L’Union européenne veut-elle, aujourd’hui et demain, jouer un rôle à l’échelle internationale ? Nous devons répondre à de nouveaux défis : ils sont climatiques, environnementaux, liés à la sécurité alimentaire, aux migrations etc. Si c’est à budget constant, c’est irréaliste. Cela ne marchera pas. En outre, on ne peut pas y répondre en piochant dans des budgets existants comme ceux de la cohésion ou de la Politique agricole commune. A l’instar des autres Etats-continents, il me paraît urgent de mettre en place un véritable plan stratégique de souveraineté et de sécurité alimentaire à moyen terme. Aujourd’hui, par exemple, nous n’avons aucune politique européenne pour les protéines végétales. Depuis des décennies, on parle de plan protéinique, mais on ne l’a jamais mis en œuvre. Pour nourrir notre bétail, ainsi qu’une partie importante de la population européenne, nous importons 80 % de soja OGM. Si nous n’y prenons pas garde, nous devrons gérer dans 20 ans des problèmes de sécurité alimentaire. Je fais partie de ceux qui pensent que les citoyens ne doivent pas avoir à choisir entre la sécurité alimentaire et la sécurité tout court. C’est la raison pour laquelle je pense que la prochaine parc sera agricole et alimentaire ou ne sera pas.

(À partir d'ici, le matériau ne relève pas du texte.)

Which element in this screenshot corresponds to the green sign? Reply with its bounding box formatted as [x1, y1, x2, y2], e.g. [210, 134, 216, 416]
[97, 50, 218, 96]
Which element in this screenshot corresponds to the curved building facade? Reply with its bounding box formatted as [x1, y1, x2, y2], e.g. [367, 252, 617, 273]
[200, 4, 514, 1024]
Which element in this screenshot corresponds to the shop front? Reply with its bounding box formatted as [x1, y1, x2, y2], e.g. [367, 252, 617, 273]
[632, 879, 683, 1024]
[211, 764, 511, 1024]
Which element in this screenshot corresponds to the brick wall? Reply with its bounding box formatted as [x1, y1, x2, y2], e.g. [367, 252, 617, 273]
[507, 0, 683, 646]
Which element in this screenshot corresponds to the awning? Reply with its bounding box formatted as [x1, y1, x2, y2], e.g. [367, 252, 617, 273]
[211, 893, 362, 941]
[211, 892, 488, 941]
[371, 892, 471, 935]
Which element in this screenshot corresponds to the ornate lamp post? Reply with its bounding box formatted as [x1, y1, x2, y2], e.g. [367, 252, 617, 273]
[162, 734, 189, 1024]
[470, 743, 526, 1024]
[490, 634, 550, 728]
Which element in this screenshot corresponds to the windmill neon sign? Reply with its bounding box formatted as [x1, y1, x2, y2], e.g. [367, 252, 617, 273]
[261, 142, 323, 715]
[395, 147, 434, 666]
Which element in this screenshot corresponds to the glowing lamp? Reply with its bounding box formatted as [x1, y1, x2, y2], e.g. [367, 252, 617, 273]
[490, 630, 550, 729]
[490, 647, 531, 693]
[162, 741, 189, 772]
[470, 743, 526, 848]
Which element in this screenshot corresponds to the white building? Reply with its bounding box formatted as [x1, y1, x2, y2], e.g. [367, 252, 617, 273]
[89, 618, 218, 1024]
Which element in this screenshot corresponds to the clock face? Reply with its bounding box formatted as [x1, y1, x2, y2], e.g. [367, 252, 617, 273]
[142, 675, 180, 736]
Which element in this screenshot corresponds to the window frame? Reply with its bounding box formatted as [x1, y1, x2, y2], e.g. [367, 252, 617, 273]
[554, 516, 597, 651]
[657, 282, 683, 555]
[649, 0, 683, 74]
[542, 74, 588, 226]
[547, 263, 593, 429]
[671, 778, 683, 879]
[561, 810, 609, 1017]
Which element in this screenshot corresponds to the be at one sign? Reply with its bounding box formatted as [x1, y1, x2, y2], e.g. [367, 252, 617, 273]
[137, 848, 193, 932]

Avec le Brexit prévu en 2019, le budget communautaire va être amputé des 10 milliards de contributions nettes de Londres. La PAC ne risque-t-elle pas de faire les frais de ce manque à gagner ?
Oui, c’est évident. Outre ces 10 milliards, il nous faudra environ 15 milliards pour répondre aux défis évoqués plus haut. Comment y répondre alors que les états membres ne veulent pas sortir de la clause des 1 %. Je rappelle que sur 100 euros gagnés, un citoyen européen reverse en moyenne 50 euros en impôts divers et cotisations sociales, et sur cette somme, un seul euro est destiné à financer le budget de l’Union européenne. Et, avec ces 1 euro, on veut financer des politiques de cohésion, de sécurité, de migration, de défense, de développement de l’agriculture ? Ce n’est pas sérieux. Si l’on doit faire preuve de plus d’efficacité dans l’utilisation de l’argent public, y compris pour l’agriculture, Il aussi faut travailler sur la recherche de ressources propres. Répondre aux nouveaux défis par un budget constant est irréaliste. Il faut sortir de la clause des 1 %. Les états doivent choisir de mettre en place du pouvoir régalien à l’échelle de l’Union européenne.
Selon la MSA, de nombreux exploitants en France ont gagné en 2016 près de 345 euros par mois. Est-ce lié aux réformes successives de la PAC, validées par les états membres, qui ont d’une certaine façon consacré le primat des règles du marché à la régulation par les pouvoirs publics ?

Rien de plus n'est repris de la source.